Hoy probamos... Samsung Gear VR

Bueno, realmente el aliento no lo vas a sentir, pero de cualquier forma, los animales del videojuego Temple Run te va a producir miedo si juegas con el nuevo juguete de Samsung en la cabeza.
El Gear VR es un visor de realidad virtual (de ahí el VR) diseñado por la famosa Oculus en exclusiva para el Note 4 de Samsung. El equipo cuenta con dos lentes, una para cada ojo, y es capaz de generar una pantalla virtual equivalente a un panel real de 229 pulgadas vista a dos metros de distancia. Enorme. Además, si están de moda las teles curvas, esto no es que sea curvo, es que es capaz de ofrecer imágenes totalmente inmersivas de 360 grados.
De hecho, se pueden ver películas, trailers, documentales, conciertos (los llamas experiencias) o videojuegos de varias formas, desde la más inmersiva de 360 grados (me mareé corriendo delante de un monstruo enTemple Run) hasta el modo cine en el que se simula una sala, con sus cortinajes rojos y el rayo de luz de la proyección.
El Gear VR se aprovecha de la gran resolución de la pantalla del Note 4. El terminal estrella de Samsung (junto con el Edge y a pesar del S5) cuenta con una resolución de 2.560 x 1.440 puntos, una densidad tal que no se aprecian los píxeles a simple vista. Sin embargo, las imágenes filtradas por el VR ofrecen una peor definición y en esta caso sí se aprecian los puntos.
Pero no sólo saca partido de la pantalla del Note. El invento de Oculus para Samsung también se aprovecha de su procesador. De hecho, cuando detecta que está conectado (hay que colocar el Note dentro del VR y pincharlo en un conector micro USB) y que tienes el visor puesto (tiene un sensor específico para comprobarlo) el Note 4 deja en segundo plano el resto de funciones y se concentra en ofrecer la mejor experiencia visual. Si, por ejemplo, entra una llamada cuando estás usándolo, muestra un mensaje en la pantalla, pero para responderla hay que desconectar el terminal.

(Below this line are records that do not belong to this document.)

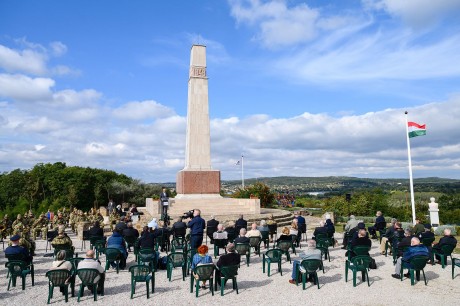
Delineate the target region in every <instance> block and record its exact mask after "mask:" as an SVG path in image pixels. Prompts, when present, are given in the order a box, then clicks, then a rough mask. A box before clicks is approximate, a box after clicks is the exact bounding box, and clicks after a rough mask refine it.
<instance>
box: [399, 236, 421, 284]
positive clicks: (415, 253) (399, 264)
mask: <svg viewBox="0 0 460 306" xmlns="http://www.w3.org/2000/svg"><path fill="white" fill-rule="evenodd" d="M414 256H426V257H428V249H427V248H426V246H424V245H423V244H420V240H419V239H418V238H417V237H412V238H411V246H410V247H409V248H408V249H407V251H405V252H404V254H403V256H402V257H399V258H398V260H397V261H396V265H395V273H394V274H392V275H391V276H392V277H393V278H396V279H400V278H401V276H400V274H399V273H400V272H401V264H402V263H403V262H404V263H405V266H407V265H409V263H408V262H409V261H410V260H411V258H412V257H414ZM404 276H405V277H409V273H406V274H404Z"/></svg>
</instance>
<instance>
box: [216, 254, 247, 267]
mask: <svg viewBox="0 0 460 306" xmlns="http://www.w3.org/2000/svg"><path fill="white" fill-rule="evenodd" d="M240 261H241V257H240V254H238V253H236V252H233V253H227V254H224V255H221V256H220V257H219V260H218V261H217V263H216V266H217V267H219V268H220V267H226V266H235V265H239V264H240Z"/></svg>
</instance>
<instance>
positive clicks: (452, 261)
mask: <svg viewBox="0 0 460 306" xmlns="http://www.w3.org/2000/svg"><path fill="white" fill-rule="evenodd" d="M455 266H457V267H460V258H452V279H454V269H455Z"/></svg>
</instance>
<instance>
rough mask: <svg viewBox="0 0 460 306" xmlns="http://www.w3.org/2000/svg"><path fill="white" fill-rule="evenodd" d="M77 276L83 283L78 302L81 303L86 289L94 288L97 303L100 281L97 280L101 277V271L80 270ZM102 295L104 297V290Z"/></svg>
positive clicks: (91, 269)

Además del sensor que detecta que el Gear VR está colocado en la cabeza, incluye otros para determinar la posición y los cambios de postura del usuario y ofrecer casi instantáneamente la imagen que corresponde. Si giras la cabeza a la derecha o miras hacia atrás, te tiene que enseñar lo que sucede en esas zonas. Para lograr esa inmediatez, el giroscopio y acelerómetro que incluye funcionan con mayor precisión que los del propio teléfono.
Y ¿cómo se controla el aparato si no ves nada más que la pantalla? Hay varias formas de hacerlo. Para empezar, en el menú se puede dirigir el cursor moviendo la cabeza. Además, en el lateral derecho del visor hay una superficie táctil que funciona como un touchpad y sobre ella un botón de volver atrás. Sin embargo, no es práctico controlar un juego así. Por eso se puede acompañar de un gamepad.
Como ya hemos visto en otros visores, incluidos el Personal 3D Viewer de Sony y elMoverio de Epson, los ingenieros de Oculus y Samsung han tenido en cuenta que no todas las cabezas son iguales y que hay gente que necesita gafas. Al margen de que el correaje se puede ajustar, también puede regularse la distancia interpupilar (entre 55 y 71 milímetros) y la distancia entre la pantalla del Note 4 y las lentes, de forma que permite ajustar algo las dioptrías y disfrutar del Gear VR sin las gafas graduadas.
En el vídeo hemos jugado a comparar los tamaños de pantalla, aunque no se pueden ver los mismos contenidos que en una tele (hay una tienda de aplicaciones específica para el Gear VR en la Oculus Store).
Por separado, el visor cuesta 199 euros; si le sumamos el gamepad, 249 y existe la posibilidad de comprar el VR con el Note 4 por 848 euros.